Claire se mure dans un silence réprobateur. Pourtant, je crois aimer l’Afrique et les africains. Ce qui subsiste de notre gaullo-latinité non submergée par les Mac Do nous rapproche ; le côté festif, les copains qui bouffent ensemble, boivent des pots en rigolant et en se balançant des vannes. Les Noirs me paraissent moins se sentir étrangers en France que dans les pays anglo-saxons. Notre tort a été de leur imposer un mode de développement inadapté, rationaliste, tourné vers le futur. Tels des sorciers, nous les avons persuadé de la supériorité de nos gris-gris capitalistes, quelquefois de bonne foi, le plus souvent par intérêt. Au final, ils sont dans une impasse dont ils devront, seuls, trouver l’issue.

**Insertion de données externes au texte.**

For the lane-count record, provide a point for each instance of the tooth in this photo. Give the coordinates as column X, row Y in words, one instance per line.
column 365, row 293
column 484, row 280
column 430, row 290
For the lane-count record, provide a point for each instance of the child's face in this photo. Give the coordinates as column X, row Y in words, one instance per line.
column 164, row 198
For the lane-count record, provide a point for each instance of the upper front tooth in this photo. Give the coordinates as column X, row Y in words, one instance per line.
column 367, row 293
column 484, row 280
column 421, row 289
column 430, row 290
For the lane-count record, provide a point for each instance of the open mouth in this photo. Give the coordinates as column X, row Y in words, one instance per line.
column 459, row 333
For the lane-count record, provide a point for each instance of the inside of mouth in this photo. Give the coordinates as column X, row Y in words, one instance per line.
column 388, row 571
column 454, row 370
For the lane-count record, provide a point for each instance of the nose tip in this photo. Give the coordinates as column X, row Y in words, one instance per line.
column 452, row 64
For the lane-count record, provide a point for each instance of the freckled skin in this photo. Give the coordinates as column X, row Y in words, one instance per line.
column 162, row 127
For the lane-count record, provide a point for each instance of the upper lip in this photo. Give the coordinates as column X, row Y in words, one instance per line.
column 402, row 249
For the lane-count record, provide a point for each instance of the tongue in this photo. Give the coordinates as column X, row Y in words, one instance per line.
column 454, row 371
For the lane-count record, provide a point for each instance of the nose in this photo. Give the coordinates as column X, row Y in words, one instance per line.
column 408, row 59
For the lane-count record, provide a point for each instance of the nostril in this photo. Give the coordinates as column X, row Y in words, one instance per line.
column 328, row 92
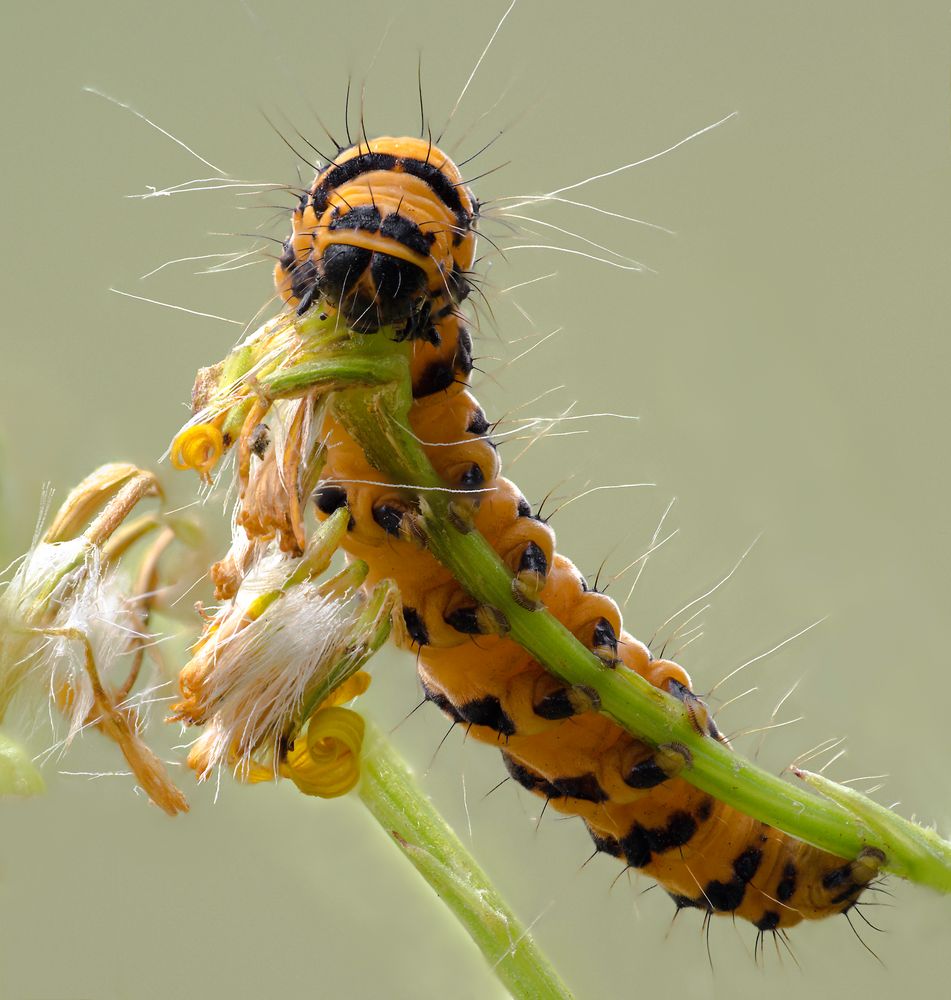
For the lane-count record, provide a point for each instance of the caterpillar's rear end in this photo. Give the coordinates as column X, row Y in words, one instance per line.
column 386, row 237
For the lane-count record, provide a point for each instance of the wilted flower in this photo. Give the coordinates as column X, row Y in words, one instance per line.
column 275, row 651
column 67, row 622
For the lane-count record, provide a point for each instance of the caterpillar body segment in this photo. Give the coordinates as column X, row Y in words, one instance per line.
column 553, row 741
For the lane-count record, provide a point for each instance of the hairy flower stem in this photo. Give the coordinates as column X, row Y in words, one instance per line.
column 389, row 791
column 377, row 418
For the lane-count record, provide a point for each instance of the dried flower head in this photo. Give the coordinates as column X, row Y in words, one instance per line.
column 275, row 651
column 71, row 629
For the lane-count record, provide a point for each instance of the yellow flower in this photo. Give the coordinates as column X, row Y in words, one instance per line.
column 198, row 447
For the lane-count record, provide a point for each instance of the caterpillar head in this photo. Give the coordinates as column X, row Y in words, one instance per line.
column 385, row 235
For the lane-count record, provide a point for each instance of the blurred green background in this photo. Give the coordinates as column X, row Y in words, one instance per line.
column 789, row 362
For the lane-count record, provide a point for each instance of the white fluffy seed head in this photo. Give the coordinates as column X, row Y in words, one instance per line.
column 60, row 586
column 254, row 678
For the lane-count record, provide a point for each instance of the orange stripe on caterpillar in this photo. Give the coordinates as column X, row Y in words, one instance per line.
column 553, row 741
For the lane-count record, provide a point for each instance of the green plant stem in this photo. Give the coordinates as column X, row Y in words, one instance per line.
column 389, row 791
column 378, row 419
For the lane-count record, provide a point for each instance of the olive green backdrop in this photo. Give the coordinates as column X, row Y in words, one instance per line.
column 789, row 362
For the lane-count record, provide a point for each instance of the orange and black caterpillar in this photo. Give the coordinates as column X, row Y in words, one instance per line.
column 385, row 236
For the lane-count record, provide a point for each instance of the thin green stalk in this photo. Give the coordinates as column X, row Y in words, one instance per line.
column 378, row 420
column 388, row 790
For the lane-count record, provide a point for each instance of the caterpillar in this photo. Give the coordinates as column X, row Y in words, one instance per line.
column 385, row 236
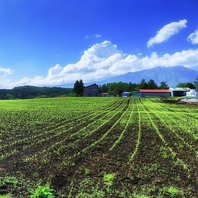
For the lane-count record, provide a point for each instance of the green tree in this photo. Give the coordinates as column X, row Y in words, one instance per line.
column 187, row 84
column 143, row 84
column 104, row 88
column 79, row 88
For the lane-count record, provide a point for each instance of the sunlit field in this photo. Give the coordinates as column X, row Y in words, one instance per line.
column 98, row 147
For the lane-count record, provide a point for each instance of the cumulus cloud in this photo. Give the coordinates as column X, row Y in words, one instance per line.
column 193, row 38
column 93, row 36
column 102, row 61
column 166, row 32
column 5, row 71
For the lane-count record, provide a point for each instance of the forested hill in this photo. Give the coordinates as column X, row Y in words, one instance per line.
column 26, row 92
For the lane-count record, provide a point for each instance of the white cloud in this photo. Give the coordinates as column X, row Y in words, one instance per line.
column 93, row 36
column 193, row 38
column 102, row 61
column 5, row 71
column 166, row 32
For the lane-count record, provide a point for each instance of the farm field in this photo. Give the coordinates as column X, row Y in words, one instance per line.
column 99, row 147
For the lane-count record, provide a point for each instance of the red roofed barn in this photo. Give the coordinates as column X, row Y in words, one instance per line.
column 155, row 92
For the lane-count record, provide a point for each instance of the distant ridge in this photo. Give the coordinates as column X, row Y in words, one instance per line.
column 171, row 75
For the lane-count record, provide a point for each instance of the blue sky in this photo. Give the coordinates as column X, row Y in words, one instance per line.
column 55, row 42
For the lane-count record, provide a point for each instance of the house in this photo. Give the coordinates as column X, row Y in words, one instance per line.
column 179, row 91
column 155, row 92
column 91, row 90
column 125, row 94
column 192, row 92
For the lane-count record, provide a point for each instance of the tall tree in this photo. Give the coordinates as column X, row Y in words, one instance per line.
column 143, row 84
column 79, row 88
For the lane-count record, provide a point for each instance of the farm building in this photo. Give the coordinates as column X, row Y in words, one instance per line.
column 155, row 92
column 91, row 90
column 192, row 92
column 179, row 91
column 125, row 94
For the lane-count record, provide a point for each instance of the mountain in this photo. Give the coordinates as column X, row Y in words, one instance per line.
column 171, row 75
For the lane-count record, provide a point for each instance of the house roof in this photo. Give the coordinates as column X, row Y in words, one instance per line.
column 91, row 85
column 155, row 91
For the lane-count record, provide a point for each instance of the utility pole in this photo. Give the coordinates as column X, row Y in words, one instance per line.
column 196, row 85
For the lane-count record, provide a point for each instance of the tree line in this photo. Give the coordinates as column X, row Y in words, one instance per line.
column 115, row 88
column 27, row 92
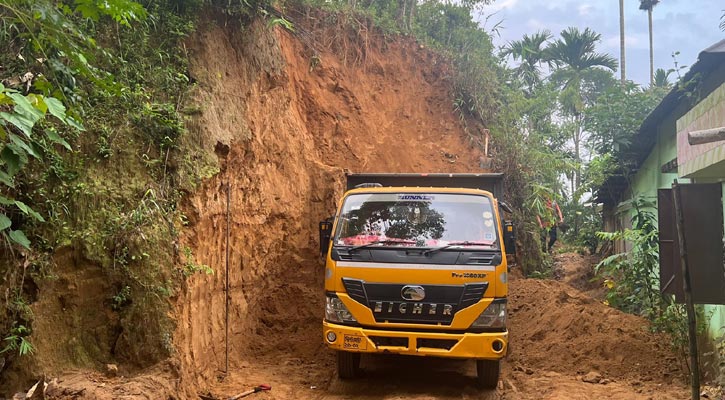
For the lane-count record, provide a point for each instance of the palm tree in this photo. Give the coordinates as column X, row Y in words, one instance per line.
column 576, row 63
column 529, row 50
column 648, row 5
column 621, row 41
column 661, row 79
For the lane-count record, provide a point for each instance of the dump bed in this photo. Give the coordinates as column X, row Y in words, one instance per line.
column 492, row 182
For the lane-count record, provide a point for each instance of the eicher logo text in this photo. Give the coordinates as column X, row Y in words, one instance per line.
column 415, row 197
column 467, row 275
column 404, row 308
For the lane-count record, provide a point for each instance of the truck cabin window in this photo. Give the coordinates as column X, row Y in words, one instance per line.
column 417, row 220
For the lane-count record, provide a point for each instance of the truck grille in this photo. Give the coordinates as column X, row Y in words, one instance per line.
column 439, row 305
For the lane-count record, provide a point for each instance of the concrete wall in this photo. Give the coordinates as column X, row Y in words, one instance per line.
column 704, row 164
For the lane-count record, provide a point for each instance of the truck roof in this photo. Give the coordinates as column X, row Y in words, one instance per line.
column 490, row 182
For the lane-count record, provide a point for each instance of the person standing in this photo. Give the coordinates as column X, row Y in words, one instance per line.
column 548, row 224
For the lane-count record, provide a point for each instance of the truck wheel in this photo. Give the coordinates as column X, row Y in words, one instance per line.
column 348, row 364
column 487, row 373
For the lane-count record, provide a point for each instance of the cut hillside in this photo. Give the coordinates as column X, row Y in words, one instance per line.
column 286, row 128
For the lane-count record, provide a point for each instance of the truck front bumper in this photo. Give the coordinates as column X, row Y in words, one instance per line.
column 489, row 345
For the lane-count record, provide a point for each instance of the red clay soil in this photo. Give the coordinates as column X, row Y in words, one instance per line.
column 285, row 126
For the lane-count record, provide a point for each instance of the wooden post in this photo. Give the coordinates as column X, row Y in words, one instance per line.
column 691, row 323
column 226, row 288
column 706, row 136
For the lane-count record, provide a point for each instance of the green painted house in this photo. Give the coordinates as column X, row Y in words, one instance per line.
column 664, row 154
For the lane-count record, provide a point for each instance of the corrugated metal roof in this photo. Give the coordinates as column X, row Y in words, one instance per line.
column 644, row 141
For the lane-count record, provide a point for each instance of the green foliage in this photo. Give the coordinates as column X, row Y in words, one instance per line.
column 632, row 278
column 617, row 116
column 530, row 51
column 111, row 194
column 17, row 341
column 121, row 11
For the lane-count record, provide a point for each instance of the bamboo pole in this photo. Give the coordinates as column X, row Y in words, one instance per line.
column 226, row 288
column 706, row 136
column 687, row 289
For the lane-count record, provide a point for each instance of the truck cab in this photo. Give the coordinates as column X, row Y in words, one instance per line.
column 415, row 264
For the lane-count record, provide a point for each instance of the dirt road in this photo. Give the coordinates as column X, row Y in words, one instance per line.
column 565, row 344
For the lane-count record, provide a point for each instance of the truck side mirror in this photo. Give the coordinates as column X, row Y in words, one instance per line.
column 325, row 234
column 509, row 237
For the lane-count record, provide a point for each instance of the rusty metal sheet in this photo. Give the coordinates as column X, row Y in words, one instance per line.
column 702, row 210
column 670, row 272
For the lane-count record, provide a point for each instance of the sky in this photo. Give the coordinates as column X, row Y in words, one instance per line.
column 685, row 26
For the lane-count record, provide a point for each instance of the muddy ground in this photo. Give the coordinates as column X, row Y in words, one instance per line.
column 287, row 115
column 565, row 344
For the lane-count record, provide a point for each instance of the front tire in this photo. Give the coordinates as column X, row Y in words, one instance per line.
column 348, row 364
column 487, row 373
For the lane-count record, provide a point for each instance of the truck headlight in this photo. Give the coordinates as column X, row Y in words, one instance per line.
column 335, row 311
column 494, row 316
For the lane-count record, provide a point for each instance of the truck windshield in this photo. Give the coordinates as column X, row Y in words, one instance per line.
column 416, row 220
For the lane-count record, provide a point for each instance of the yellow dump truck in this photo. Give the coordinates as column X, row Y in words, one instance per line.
column 415, row 264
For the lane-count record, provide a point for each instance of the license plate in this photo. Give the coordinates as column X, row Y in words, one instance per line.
column 354, row 342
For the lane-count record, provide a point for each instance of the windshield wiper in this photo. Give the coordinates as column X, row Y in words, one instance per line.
column 453, row 244
column 387, row 241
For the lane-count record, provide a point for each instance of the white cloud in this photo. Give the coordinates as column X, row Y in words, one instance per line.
column 585, row 9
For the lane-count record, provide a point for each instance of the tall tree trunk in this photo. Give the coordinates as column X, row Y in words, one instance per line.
column 621, row 41
column 651, row 50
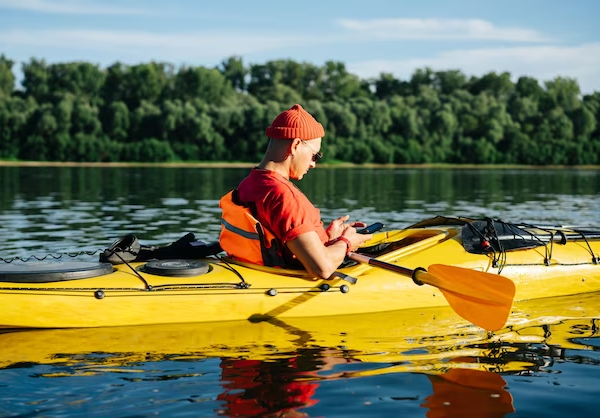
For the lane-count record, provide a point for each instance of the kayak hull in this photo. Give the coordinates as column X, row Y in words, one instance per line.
column 231, row 291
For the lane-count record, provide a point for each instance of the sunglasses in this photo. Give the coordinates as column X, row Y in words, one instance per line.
column 316, row 155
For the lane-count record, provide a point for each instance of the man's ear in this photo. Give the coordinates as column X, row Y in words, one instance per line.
column 296, row 142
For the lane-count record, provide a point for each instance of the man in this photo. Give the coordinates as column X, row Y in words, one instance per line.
column 268, row 220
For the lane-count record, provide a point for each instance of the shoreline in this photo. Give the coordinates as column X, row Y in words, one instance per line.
column 321, row 165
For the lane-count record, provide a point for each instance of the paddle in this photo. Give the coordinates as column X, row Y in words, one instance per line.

Je reporte mon attention sur Claire. Beau sujet de thèse sociologique : « de l’effet de l’humanitaire sur une jeune bourgeoise parisienne ou comment assumer son statut de privilégiée dédaigneuse du français-moyen tout en soutenant les thèses tiers-mondistes les plus véhémentes. » La France ne sait plus faire rêver. Cette vieille nation batailleuse n’est plus romanesque. Nous exportons nos cerveaux aux Etats-Unis, nos aventurières chez les musulmans. A bien réfléchir, ce n’est jamais que la vieille règle de l’économie classique, démontrée par Ricardo : exporter ce dont on est le mieux pourvu vers ceux qui en sont le plus démunis.
- J’ai soif ! Au moins, sois à la hauteur pour le vin, s’écrie Claire, de nouveau souriante, agitant la bouteille vide.
Maligne et amusée, la tour Eiffel se met à scintiller. La civilisation a de beaux restes les soirs d’été à Montparnasse. Je m’en vais quérir une autre bouteille.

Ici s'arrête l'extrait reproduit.